Increased autonomy is occurring in those nations that are considering and supporting the foundations of good governance, in order to transition our nations from essentially administering federal programs and services on behalf of Canada, or self-administration under the Indian Act, to self-government, with appropriate accountability to our citizens.
There is no issue that the governing bodies of our nations must be transparent and accountable. The vast majority are, of course, and they continue to demonstrate this to their citizens. In December 2010, the chiefs, in assembly, passed a resolution affirming the commitment to transparency and accountability, in part in response to a private member's bill, Bill C-575.
Chiefs were clear in their assertion that these proposed measures—in Bill C-27—are both heavy-handed and unnecessary, and they suggest that first nations governments are corrupt and our leaders are not transparent and consequently need to be regulated by Ottawa.
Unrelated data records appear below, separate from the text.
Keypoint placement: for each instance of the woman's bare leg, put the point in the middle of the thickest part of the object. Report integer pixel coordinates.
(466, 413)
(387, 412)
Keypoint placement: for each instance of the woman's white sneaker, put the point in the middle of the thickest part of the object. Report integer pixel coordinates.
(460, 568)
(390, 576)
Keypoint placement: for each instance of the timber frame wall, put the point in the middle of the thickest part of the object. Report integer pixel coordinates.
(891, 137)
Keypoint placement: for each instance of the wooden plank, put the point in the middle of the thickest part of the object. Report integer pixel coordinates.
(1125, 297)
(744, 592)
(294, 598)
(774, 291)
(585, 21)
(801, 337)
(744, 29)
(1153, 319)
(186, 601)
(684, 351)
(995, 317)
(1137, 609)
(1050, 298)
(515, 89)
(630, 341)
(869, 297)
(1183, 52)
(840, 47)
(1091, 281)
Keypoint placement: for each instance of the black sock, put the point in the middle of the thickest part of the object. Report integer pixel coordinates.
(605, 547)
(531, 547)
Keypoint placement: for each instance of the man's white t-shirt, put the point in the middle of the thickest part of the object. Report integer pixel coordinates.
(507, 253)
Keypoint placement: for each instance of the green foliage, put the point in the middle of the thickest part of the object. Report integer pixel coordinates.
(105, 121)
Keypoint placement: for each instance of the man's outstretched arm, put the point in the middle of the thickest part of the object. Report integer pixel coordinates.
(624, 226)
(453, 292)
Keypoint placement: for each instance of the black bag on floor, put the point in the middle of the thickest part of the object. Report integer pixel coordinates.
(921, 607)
It is not surprising that many of our chiefs have resented this approach and are turning the lens back on Canada, suggesting that it is Canada that needs to develop more stringent accountability frameworks for their governing bodies, that it is Canada that needs to be held more accountable for the treatment of first nations.
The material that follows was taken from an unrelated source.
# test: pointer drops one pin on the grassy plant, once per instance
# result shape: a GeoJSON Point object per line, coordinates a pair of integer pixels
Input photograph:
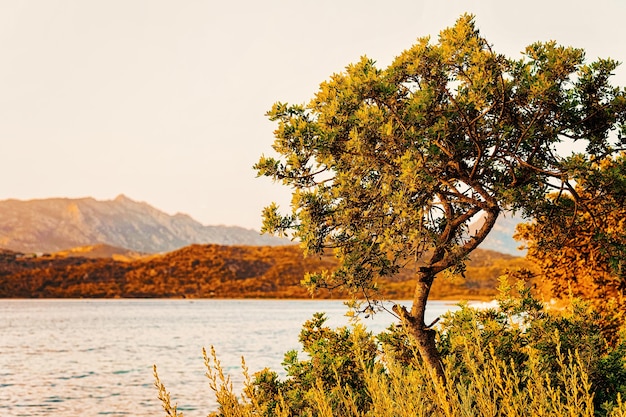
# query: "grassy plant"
{"type": "Point", "coordinates": [517, 360]}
However, rather than getting into an unproductive debate on whose government is more accountable to those whom they are supposed to serve, our collective task is to ensure that all systems of government in Canada are accountable and are meeting certain standards, while understanding that there is more than one way to skin the proverbial accountability cat and, with respect to our nations, to ensure appropriate political, legal, and financial accountability as part of nation-building or rebuilding.
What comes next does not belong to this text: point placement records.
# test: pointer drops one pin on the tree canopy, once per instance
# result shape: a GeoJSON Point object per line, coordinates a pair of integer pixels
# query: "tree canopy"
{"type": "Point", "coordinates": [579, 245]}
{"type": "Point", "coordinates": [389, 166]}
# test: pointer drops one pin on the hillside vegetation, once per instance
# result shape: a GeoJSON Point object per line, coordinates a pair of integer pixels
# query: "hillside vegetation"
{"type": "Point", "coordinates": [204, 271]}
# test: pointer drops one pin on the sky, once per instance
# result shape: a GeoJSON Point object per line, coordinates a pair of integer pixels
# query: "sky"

The bigger question before you today is really not about accountability at all; rather, it's about who should be responsible for determining the rules that apply to our governments and our governing bodies. The simple answer is that our nation should be; however, the answer to this question is more complicated, given the evolving relationship in Canada between first nations and the crown under the current Indian Act reality.
On Monday, this committee heard from the minister of AANDC, and my MP, Minister John Duncan, who was asked if he thought it was appropriate for the minister to be telling first nations how to be accountable to their own citizens. It was pointed out to him that Canada does not do this for other provinces, so why does Canada do it for first nations? In response, the minister suggested that as a senior government, it was the government's responsibility, but added that when a first nation is self-governing, it is different—first nations control accountability themselves.
Herein lies the dilemma for you as lawmakers. Whether it be with respect to financial transparency and accountability, matrimonial property, or safe drinking water, and so on, what rules and laws—if any—should you be making for our people until such time as our nations are once again self-governing? Also, if you do legislate, how do you ensure that such laws are appropriate, have our consent, and support the long-term vision of self-government and do not in fact hinder it?
It is troubling during this period of transition, as we move away from governance under the Indian Act, that the federal government seems to increasingly want to design our governance for us, in spite of the fundamental need for our nations to undertake this work ourselves in order for it to be legitimate. In my own community of We Wai Kai on northern Vancouver Island, when Bill C-575 was introduced about a year and a half ago, we had a discussion about it. We had discussions about the piece of legislation addressing only one aspect of accountability. It really highlighted the need for my own community to take back control of the agenda and to establish our own laws with respect to financial administration and accountability to our citizens.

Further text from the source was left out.